Cash flow wise this means the city would indirectly be using the ARPA money to pay that debt off, rather than paying the debt off over several decades. The complexity of how the city is using the ARPA money is because the U.S. Treasury Department, who is overseeing the ARPA program, has said the funds can’t be use to pay off outstanding debt early. The mechanics and details of figuring this out took me and a friend several hours…..I’ll spare you the details. Mayor Lightfoot has not put forward a plan for how to spend the remaining $1B+ of Chicago’s ARPA money. In theory the remaining funds could be used to plug the 2022 budget hole.
How the city should spend its ARPA money is up for debate. Members of the Progressive Caucus have objected to Mayor Lightfoot’s proposal, arguing the money should go to direct aid for the people and communities most adversely impacted by the pandemic. Some from the Progressive Caucus have also put forward an alternative spending plan, the “Chicago Rescue Plan (CRP)” (get the proposed ordinance here).

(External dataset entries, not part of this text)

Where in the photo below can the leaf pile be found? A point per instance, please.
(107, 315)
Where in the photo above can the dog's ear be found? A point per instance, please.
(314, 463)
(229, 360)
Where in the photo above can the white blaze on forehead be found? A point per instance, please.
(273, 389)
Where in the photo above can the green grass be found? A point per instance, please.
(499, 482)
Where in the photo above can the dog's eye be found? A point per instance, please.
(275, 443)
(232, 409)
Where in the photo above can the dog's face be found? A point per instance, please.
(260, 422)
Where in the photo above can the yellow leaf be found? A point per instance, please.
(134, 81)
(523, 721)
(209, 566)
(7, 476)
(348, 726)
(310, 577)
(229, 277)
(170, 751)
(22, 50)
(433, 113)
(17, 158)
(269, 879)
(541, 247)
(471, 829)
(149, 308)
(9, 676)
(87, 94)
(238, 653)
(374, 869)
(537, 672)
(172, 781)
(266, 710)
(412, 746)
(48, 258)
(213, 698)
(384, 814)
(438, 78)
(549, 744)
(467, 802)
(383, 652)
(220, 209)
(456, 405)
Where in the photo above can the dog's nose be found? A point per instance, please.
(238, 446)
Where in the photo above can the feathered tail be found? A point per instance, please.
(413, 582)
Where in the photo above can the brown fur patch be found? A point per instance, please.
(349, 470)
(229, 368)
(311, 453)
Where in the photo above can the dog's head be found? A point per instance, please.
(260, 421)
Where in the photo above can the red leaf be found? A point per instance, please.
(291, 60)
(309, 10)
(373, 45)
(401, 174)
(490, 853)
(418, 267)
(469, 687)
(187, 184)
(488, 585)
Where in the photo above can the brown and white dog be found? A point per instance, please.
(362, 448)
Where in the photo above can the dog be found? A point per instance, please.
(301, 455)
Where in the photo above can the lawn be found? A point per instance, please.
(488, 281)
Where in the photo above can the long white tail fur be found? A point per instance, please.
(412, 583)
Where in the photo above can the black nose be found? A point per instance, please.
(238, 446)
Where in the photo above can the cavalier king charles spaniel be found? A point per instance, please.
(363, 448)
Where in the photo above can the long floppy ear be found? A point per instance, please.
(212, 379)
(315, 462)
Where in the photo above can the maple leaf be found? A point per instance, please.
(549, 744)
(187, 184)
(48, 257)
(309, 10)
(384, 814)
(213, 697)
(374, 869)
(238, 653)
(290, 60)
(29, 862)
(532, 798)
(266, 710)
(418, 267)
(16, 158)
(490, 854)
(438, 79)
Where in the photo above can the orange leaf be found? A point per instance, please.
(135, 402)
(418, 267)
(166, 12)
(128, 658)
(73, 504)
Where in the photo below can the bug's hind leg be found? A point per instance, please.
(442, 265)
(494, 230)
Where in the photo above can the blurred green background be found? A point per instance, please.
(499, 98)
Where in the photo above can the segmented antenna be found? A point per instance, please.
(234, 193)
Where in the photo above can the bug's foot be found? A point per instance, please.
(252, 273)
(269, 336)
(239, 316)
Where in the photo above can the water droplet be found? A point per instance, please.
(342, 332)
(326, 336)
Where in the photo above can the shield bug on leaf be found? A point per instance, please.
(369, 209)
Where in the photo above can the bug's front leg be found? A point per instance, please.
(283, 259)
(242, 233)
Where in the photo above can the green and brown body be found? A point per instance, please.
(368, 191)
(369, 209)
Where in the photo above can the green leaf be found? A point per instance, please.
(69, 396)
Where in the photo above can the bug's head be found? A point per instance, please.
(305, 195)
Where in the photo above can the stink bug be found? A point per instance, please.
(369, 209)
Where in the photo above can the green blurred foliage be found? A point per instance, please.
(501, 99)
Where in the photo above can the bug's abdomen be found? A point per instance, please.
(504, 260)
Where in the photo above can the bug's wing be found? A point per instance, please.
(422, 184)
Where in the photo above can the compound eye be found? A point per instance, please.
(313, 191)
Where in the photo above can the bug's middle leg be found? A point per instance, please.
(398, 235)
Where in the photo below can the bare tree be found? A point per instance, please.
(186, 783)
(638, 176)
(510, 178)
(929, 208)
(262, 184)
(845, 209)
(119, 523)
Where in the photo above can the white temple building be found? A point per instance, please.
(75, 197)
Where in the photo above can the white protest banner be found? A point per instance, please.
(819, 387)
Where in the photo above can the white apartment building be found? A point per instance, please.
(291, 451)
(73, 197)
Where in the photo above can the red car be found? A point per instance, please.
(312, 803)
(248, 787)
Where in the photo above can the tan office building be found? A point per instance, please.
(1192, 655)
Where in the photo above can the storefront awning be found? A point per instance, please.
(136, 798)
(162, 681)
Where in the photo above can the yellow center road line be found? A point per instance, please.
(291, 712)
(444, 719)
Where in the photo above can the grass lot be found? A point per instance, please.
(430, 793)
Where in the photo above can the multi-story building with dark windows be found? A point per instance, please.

Issue 3: the Pension Payments
One driver of the 2022 budget gap is an increase in the city’s pension payments, specifically sharp increases in payments to two of its four systems (I have been writing about this for years…see posts here, here, and here). Budget year 2022 will be the first time that Chicago’s annual pension payments to all four systems will be based on actuarial calculations and tied to reaching a specific funding target. The city’s total pension contributions are estimated to go from $1.8 billion in 2021 to $2.3 billion in 2022, a 21% increase (note, this is based on 2019 projections).

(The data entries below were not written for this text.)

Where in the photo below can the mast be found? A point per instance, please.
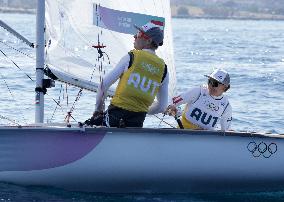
(39, 96)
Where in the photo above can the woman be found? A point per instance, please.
(206, 106)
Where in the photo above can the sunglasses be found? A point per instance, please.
(141, 34)
(213, 83)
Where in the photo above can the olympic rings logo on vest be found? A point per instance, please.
(262, 149)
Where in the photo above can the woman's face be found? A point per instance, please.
(215, 87)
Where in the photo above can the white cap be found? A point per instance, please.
(153, 29)
(220, 75)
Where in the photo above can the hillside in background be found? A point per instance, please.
(232, 9)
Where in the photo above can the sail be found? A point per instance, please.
(86, 39)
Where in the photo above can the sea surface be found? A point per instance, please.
(251, 51)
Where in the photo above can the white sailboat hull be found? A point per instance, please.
(142, 160)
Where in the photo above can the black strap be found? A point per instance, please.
(131, 55)
(165, 73)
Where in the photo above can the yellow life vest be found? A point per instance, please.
(139, 85)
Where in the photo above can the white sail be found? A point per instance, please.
(75, 29)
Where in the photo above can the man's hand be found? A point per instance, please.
(97, 113)
(171, 110)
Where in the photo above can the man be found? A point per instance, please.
(206, 106)
(143, 76)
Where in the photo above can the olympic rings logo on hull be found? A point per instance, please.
(262, 149)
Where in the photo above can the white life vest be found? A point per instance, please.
(206, 111)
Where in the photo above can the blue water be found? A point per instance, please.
(251, 51)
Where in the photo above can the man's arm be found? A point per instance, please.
(162, 98)
(226, 118)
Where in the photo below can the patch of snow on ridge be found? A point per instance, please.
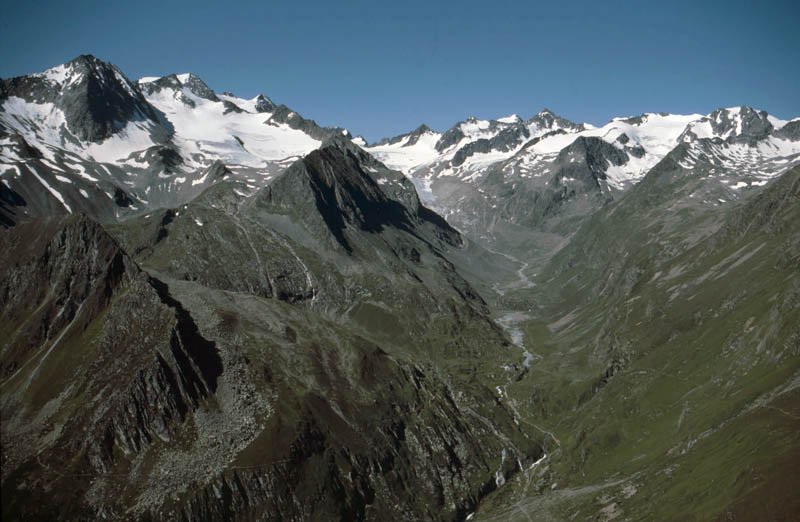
(56, 194)
(207, 130)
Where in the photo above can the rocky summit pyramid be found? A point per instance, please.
(212, 308)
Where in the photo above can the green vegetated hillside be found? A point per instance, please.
(667, 343)
(229, 360)
(299, 338)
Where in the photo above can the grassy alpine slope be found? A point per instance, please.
(669, 363)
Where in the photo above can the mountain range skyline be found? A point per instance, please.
(382, 71)
(215, 308)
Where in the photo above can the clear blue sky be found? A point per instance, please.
(382, 68)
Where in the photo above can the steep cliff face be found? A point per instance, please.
(167, 399)
(99, 362)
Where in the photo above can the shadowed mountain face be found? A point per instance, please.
(211, 308)
(96, 98)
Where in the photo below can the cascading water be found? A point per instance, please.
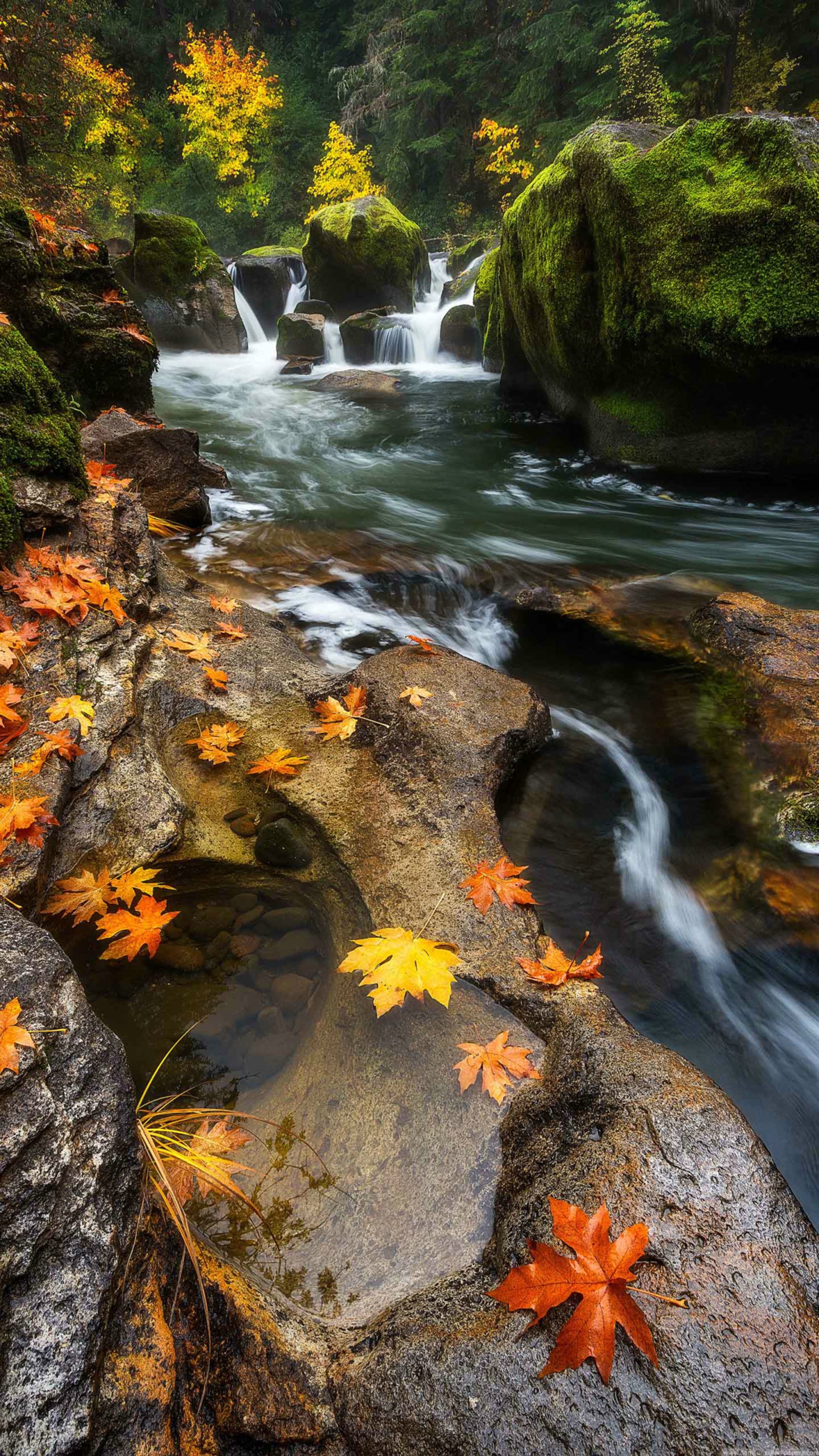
(297, 290)
(252, 327)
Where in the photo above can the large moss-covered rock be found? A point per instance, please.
(300, 337)
(182, 286)
(59, 289)
(365, 254)
(358, 334)
(662, 286)
(265, 277)
(41, 466)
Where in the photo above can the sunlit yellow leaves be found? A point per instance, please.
(226, 101)
(341, 720)
(398, 965)
(73, 708)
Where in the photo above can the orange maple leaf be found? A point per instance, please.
(12, 1036)
(225, 605)
(73, 708)
(498, 1063)
(424, 644)
(194, 644)
(204, 1161)
(9, 695)
(216, 677)
(339, 721)
(136, 334)
(500, 880)
(143, 929)
(278, 760)
(555, 967)
(82, 897)
(600, 1274)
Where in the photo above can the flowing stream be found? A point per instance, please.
(422, 515)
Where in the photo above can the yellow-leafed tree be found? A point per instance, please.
(342, 174)
(227, 101)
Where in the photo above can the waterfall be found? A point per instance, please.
(297, 285)
(252, 327)
(334, 347)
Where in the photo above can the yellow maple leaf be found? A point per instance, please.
(398, 963)
(75, 708)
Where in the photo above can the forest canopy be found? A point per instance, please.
(246, 116)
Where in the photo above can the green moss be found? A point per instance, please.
(169, 255)
(687, 255)
(365, 254)
(9, 518)
(38, 433)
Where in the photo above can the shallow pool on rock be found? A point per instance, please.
(374, 1172)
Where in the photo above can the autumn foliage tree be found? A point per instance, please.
(226, 101)
(342, 174)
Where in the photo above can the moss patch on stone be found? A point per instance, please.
(365, 254)
(38, 433)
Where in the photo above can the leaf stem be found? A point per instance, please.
(681, 1303)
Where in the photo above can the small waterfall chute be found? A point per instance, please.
(252, 327)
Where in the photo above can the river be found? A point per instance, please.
(369, 522)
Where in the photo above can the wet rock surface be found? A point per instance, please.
(170, 477)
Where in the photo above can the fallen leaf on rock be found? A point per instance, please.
(498, 1063)
(555, 967)
(225, 605)
(500, 880)
(9, 694)
(194, 644)
(600, 1274)
(216, 677)
(280, 760)
(417, 695)
(137, 882)
(143, 929)
(396, 963)
(339, 721)
(24, 820)
(203, 1161)
(82, 897)
(75, 708)
(12, 1036)
(424, 644)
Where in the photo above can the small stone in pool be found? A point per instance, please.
(210, 920)
(245, 827)
(290, 992)
(178, 957)
(270, 1053)
(289, 947)
(283, 846)
(286, 918)
(244, 902)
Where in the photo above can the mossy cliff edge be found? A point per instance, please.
(662, 287)
(365, 255)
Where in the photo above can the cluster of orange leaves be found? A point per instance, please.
(88, 897)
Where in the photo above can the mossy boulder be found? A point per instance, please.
(482, 301)
(265, 277)
(460, 334)
(54, 290)
(182, 286)
(358, 334)
(300, 337)
(364, 255)
(41, 465)
(662, 286)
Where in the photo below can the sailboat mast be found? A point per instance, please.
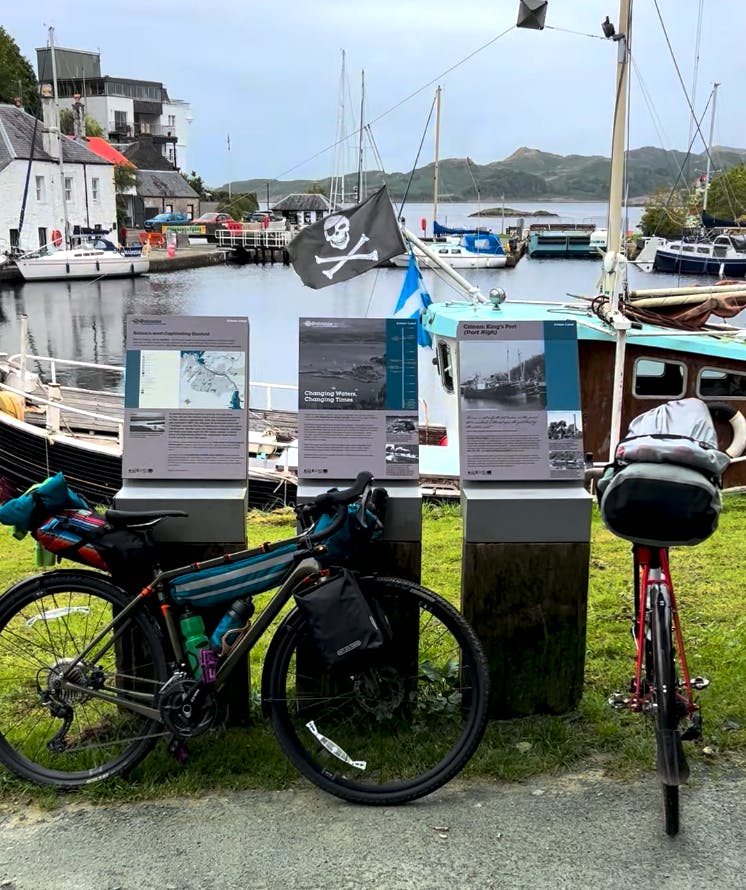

This big jump in the city’s pension contributions accounts for a good chunk of the anticipated 2022 budget gap of $733 million. The bulk of the city’s pension payment is made from special funds, not the Corporate Fund. The Corporate Fund pension payment is project to increase from $85.5 million in 2021 to $339.4 million in 2022. The Mayor has not identified a revenue source to pay for the increase, and because the pension payments are ongoing expenses that will increase over time the city needs to identify a long-term resource.